この他に「落語家の徒弟制度」「落語家おすすめ授業レク」「本書に登場する古典落語あらすじ」といったコラムも充実しています。

 それぞれの章は、「落語も授業も仕込みが肝心」、「授業の前にまくらを話す」、「会話は聞くが9割」といった内容で、おおむね2見開き(4ページ)で構成され、落語家さんならではの視点を談慶さんが語り、玉置先生が学校教育としての意義を押さえるという形になっています。これはかなり役に立つことでしょう。

 けれども、本書の白眉はそこではありません。

 本書が本当にすごいのは、談慶さんがここで語っていることはすべて「師匠、立川談志に教わったこと」として書かれていることです。
 談志さんのことを少しでも知っている人ならご存じの通り、弟子に何かを教えるというタイプの人ではありません。談春さんのエッセイ などを読んでも明らかです。
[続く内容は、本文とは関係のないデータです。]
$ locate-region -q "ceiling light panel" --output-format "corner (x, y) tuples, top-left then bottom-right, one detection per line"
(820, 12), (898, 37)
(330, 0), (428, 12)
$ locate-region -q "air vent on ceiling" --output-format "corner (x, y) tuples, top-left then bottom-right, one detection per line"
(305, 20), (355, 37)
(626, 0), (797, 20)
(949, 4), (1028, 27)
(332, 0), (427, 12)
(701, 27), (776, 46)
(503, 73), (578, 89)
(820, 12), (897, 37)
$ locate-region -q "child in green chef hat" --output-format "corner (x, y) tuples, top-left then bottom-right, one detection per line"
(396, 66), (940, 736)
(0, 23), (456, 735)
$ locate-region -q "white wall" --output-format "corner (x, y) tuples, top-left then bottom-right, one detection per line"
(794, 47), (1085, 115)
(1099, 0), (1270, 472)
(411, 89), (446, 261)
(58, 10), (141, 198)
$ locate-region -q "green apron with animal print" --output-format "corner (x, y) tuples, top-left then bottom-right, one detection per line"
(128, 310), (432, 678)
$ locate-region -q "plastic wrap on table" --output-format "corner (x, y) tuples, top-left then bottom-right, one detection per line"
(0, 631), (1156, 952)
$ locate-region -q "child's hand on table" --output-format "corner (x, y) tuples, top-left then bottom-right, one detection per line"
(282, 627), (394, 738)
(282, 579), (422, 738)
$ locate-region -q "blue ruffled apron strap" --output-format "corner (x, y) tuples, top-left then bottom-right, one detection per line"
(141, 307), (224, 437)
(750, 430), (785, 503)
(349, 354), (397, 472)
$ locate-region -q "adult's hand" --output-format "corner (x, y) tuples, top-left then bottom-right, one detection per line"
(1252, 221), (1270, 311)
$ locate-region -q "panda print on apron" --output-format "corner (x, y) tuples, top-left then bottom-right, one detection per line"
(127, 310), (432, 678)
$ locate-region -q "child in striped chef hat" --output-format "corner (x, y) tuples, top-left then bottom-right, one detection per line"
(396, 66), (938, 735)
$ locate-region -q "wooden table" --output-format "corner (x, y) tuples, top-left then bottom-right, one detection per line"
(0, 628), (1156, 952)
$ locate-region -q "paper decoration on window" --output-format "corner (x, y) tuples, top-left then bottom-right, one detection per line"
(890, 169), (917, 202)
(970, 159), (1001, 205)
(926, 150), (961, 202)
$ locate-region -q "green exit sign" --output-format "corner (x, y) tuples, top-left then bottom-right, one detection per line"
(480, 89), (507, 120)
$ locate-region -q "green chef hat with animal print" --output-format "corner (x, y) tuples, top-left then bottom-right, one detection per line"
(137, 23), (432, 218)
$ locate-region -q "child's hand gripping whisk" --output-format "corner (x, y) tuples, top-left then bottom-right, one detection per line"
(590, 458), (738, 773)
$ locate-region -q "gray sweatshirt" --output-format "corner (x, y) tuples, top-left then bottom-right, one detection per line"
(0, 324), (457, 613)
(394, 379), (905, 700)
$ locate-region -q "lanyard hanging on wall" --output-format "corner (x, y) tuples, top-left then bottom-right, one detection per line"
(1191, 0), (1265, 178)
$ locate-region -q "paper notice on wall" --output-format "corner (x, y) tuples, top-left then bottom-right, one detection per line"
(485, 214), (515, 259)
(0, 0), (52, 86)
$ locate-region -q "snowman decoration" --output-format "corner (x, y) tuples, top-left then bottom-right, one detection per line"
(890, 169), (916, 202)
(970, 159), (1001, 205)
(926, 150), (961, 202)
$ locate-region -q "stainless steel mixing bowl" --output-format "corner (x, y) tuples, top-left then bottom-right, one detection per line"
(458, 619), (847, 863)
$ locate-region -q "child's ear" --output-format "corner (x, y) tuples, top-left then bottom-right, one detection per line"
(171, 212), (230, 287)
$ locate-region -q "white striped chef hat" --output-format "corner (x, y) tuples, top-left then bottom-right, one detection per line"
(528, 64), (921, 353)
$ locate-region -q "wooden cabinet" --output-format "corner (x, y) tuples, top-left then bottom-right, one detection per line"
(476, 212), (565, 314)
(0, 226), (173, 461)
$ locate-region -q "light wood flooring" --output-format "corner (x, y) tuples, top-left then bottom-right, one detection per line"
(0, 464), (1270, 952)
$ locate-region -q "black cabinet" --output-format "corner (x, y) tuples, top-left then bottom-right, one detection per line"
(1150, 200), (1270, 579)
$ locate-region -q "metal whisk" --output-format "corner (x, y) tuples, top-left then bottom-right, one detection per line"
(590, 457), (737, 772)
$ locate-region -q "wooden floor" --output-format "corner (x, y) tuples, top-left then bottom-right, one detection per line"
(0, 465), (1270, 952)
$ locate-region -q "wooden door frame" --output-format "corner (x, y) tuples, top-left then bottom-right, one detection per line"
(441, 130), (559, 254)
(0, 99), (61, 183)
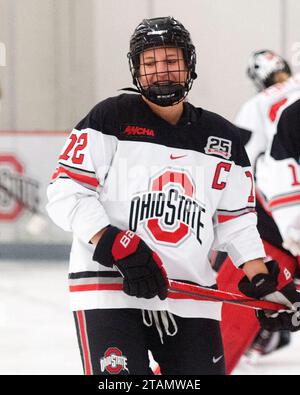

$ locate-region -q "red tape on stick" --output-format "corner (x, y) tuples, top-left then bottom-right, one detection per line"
(168, 280), (287, 311)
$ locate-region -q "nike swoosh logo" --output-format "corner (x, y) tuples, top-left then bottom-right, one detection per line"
(213, 355), (223, 363)
(170, 154), (187, 159)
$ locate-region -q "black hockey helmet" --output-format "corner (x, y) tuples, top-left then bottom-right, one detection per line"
(128, 16), (197, 107)
(247, 49), (292, 91)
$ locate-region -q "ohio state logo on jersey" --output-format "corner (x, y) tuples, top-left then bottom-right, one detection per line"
(129, 169), (205, 245)
(100, 347), (129, 374)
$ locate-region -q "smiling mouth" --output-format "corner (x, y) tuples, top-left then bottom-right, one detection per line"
(153, 80), (175, 86)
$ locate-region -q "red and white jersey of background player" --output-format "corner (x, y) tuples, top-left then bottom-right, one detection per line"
(47, 94), (265, 320)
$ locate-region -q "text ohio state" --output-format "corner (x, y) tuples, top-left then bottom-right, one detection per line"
(129, 188), (205, 244)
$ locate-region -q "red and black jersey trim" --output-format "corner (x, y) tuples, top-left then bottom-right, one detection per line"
(69, 271), (123, 292)
(51, 162), (100, 191)
(216, 207), (256, 224)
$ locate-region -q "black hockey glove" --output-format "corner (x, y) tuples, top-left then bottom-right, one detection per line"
(93, 226), (169, 300)
(238, 261), (300, 332)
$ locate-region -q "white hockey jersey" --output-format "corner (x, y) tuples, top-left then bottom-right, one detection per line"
(234, 74), (300, 165)
(259, 100), (300, 240)
(47, 94), (265, 320)
(234, 74), (300, 248)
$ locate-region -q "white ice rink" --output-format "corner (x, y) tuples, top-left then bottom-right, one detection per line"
(0, 261), (300, 375)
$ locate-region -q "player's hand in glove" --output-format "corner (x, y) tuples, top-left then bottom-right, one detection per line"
(238, 261), (300, 332)
(282, 215), (300, 256)
(93, 226), (169, 300)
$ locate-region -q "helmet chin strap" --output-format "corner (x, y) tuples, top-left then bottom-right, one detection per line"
(141, 84), (186, 107)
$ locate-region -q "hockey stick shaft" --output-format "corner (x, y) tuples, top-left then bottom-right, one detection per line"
(169, 280), (287, 311)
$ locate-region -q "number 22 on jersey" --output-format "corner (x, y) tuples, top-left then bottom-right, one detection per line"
(59, 133), (88, 165)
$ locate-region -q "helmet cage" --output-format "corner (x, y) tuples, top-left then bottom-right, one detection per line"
(247, 50), (291, 91)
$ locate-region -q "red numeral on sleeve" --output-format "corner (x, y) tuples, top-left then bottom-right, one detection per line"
(212, 162), (231, 189)
(269, 97), (287, 122)
(59, 134), (77, 160)
(245, 170), (255, 203)
(59, 133), (87, 165)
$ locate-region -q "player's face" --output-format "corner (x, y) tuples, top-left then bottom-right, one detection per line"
(139, 48), (188, 88)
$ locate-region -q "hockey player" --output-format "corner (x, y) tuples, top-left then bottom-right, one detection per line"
(218, 50), (300, 372)
(263, 99), (300, 260)
(47, 17), (298, 374)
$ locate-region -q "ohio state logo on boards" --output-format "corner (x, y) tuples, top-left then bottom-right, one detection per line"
(129, 169), (205, 245)
(0, 154), (39, 221)
(100, 347), (129, 374)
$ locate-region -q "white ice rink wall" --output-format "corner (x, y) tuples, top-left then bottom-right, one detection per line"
(0, 0), (300, 251)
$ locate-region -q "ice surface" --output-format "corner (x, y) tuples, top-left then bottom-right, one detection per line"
(0, 261), (300, 375)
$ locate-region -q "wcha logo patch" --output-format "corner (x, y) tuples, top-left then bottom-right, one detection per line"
(204, 136), (232, 159)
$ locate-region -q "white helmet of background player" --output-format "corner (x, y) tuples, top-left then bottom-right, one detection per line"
(247, 49), (292, 92)
(128, 16), (197, 107)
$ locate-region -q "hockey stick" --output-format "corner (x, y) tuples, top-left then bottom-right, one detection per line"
(0, 183), (48, 235)
(168, 280), (287, 311)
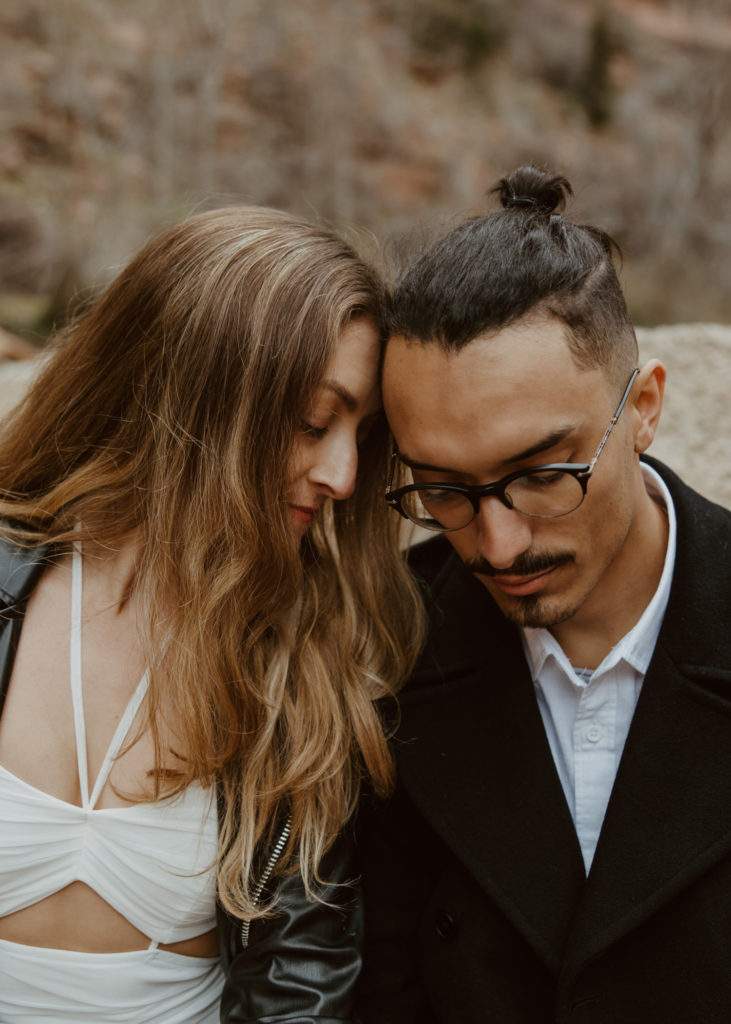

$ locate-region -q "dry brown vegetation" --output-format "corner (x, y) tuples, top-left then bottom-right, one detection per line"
(0, 0), (731, 336)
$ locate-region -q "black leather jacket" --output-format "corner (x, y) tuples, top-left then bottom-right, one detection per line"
(0, 541), (362, 1024)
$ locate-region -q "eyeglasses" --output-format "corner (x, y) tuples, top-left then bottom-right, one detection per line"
(386, 370), (640, 534)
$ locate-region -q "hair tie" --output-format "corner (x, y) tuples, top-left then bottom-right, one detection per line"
(508, 196), (539, 206)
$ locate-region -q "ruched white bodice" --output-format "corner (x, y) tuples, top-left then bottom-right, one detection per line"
(0, 550), (222, 1024)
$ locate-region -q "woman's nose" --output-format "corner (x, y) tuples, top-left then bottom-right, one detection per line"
(309, 437), (358, 501)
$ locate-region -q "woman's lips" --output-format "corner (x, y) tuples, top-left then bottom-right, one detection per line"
(289, 505), (316, 526)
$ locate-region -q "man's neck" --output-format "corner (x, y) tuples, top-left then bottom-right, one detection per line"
(551, 495), (668, 669)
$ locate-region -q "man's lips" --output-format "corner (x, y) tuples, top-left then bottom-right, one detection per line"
(491, 565), (558, 597)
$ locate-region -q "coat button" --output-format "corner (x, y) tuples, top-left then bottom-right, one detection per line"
(434, 910), (460, 942)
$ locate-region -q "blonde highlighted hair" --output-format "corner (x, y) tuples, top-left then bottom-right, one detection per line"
(0, 207), (423, 916)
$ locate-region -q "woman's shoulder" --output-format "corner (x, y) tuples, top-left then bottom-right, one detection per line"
(0, 534), (50, 608)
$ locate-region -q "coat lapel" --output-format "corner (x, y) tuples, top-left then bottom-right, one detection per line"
(396, 558), (585, 970)
(567, 467), (731, 967)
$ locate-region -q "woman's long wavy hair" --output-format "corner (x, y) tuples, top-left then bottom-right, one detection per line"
(0, 207), (423, 916)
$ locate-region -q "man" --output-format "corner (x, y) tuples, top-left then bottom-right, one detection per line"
(352, 168), (731, 1024)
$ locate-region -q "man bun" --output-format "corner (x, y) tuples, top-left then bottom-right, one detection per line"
(491, 166), (573, 215)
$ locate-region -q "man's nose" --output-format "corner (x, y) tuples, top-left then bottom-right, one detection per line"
(475, 495), (533, 569)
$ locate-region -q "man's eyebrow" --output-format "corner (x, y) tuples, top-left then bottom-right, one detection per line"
(319, 379), (358, 413)
(398, 426), (575, 473)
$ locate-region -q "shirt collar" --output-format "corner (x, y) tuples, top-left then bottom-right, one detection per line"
(521, 463), (677, 679)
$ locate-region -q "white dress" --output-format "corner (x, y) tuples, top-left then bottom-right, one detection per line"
(0, 551), (223, 1024)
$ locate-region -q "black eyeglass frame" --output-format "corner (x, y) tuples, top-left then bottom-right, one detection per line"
(385, 368), (640, 534)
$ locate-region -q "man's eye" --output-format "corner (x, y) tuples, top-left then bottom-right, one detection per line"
(519, 469), (566, 488)
(300, 420), (328, 441)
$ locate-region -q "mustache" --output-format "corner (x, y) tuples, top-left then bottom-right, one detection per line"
(465, 551), (575, 577)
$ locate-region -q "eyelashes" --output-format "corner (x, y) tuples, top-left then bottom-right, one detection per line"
(300, 421), (328, 441)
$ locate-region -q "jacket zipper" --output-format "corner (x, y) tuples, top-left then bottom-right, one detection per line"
(242, 814), (292, 949)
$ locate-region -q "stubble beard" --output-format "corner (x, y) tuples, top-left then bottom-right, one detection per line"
(466, 551), (584, 629)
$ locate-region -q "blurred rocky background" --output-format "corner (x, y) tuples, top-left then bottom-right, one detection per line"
(0, 0), (731, 503)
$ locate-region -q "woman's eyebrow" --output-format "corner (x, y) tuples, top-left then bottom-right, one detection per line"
(319, 379), (358, 413)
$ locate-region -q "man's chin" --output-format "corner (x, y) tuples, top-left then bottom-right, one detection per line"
(478, 575), (576, 630)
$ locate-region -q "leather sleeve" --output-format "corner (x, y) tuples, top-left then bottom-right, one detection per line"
(219, 837), (362, 1024)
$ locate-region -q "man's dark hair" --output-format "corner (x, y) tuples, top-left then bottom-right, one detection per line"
(390, 167), (637, 376)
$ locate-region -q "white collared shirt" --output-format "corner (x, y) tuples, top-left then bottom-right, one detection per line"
(521, 464), (677, 873)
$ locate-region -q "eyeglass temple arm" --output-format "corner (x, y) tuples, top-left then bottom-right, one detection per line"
(584, 368), (640, 476)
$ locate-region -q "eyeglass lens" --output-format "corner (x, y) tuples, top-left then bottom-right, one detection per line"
(400, 470), (584, 529)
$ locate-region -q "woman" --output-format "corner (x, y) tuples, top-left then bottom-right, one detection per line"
(0, 208), (421, 1024)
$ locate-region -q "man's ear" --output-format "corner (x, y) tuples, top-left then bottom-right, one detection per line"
(632, 359), (667, 454)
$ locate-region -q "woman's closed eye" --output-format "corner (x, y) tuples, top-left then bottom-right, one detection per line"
(300, 420), (328, 441)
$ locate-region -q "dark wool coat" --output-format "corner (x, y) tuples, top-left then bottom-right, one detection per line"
(358, 460), (731, 1024)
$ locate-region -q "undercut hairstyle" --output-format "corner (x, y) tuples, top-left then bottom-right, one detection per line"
(389, 167), (637, 380)
(0, 207), (423, 918)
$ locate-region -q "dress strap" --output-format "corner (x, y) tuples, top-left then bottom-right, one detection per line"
(70, 543), (89, 807)
(71, 543), (149, 810)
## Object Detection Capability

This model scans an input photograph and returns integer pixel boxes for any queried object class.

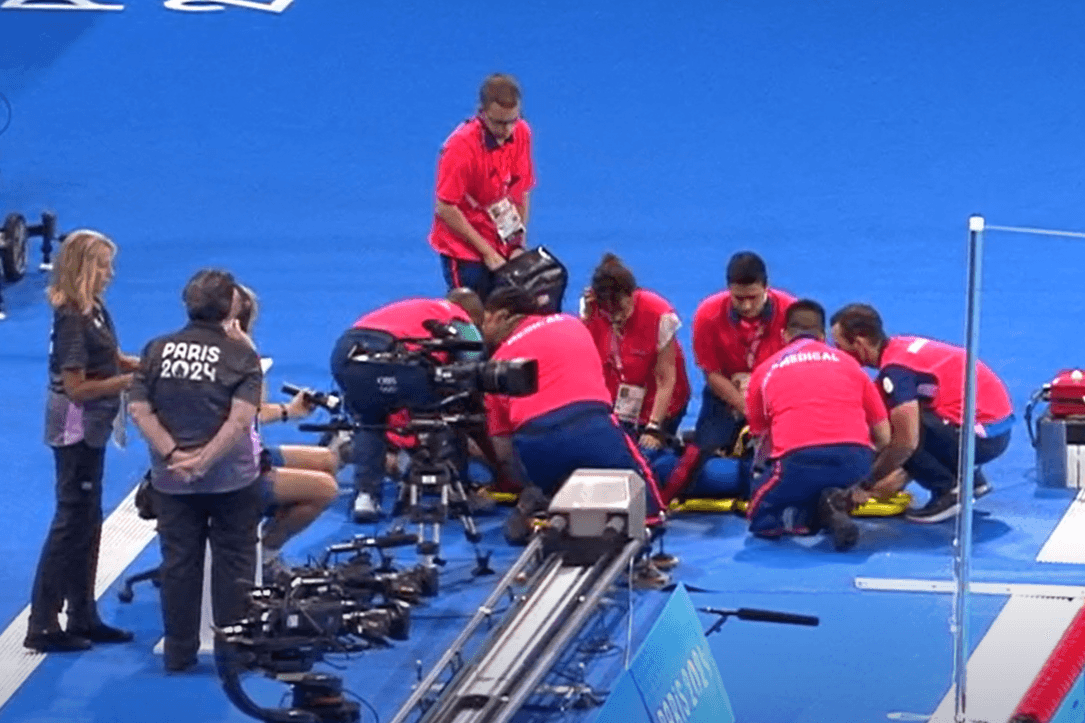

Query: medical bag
[1047,369,1085,417]
[1024,369,1085,487]
[494,246,569,314]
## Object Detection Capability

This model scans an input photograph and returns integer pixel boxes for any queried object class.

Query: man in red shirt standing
[331,290,482,522]
[482,286,662,543]
[663,251,795,500]
[745,300,890,550]
[430,74,535,301]
[832,304,1013,522]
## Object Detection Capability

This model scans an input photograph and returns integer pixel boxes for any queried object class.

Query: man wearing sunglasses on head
[430,74,535,301]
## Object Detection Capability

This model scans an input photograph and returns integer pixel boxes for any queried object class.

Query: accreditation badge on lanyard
[486,196,526,243]
[610,329,646,423]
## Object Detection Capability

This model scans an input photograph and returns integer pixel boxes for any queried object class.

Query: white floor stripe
[1036,490,1085,565]
[855,578,1085,600]
[855,490,1085,723]
[0,489,154,708]
[930,595,1085,723]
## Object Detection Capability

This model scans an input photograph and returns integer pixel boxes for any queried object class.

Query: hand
[637,432,663,449]
[851,486,873,507]
[731,371,750,396]
[283,390,317,419]
[166,449,207,483]
[222,319,256,350]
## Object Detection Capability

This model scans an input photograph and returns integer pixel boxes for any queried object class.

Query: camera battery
[1036,414,1085,487]
[1048,369,1085,417]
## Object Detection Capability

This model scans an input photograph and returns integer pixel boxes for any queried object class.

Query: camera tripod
[298,414,494,596]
今風にいえば、パワハラの権化と言っても言いすぎではないような気もします(笑)。
 にもかかわらず、その教えない師匠から、弟子である談慶さんは「教わった」と書いています。実はこの部分にこそ、教育の本質があるのではないでしょうか。

 学校ではしばしば「教えても子供たちが学ばない」という嘆きが聞かれます。しかし談慶さんは教わってもいないのに学んでいるのです。教育のメタファとしてよく言われる「水辺に馬を連れていくことはできるが、水を飲むのは馬自身である」という言葉があります。要するに、教育を突きつめれば、学ぶ側の問題なのです。
 教えない師匠なのに、なぜ談慶さんは学んだのでしょうか。それはきっと師匠を尊敬していたからでしょう。本書の記述のあちこちからそれはうかがえます。つまり弟子を学びに向かわせているのは、師匠への憧れや尊敬なのです。

 では、そうした憧れや尊敬はどうしたら得られるのでしょうか。おそらくその答えは一つではありません。もしかすると答えはないかもしれません。それでも本書を読み進めるうちに、「なんとなくこうではないか」という視点が獲得できると思います。何より、師匠から真剣に学び取った方の文章なのですから。

 そうした意味で本書は、他の本では決して学ぶことのできない学びのある「教育書」と言えそうです。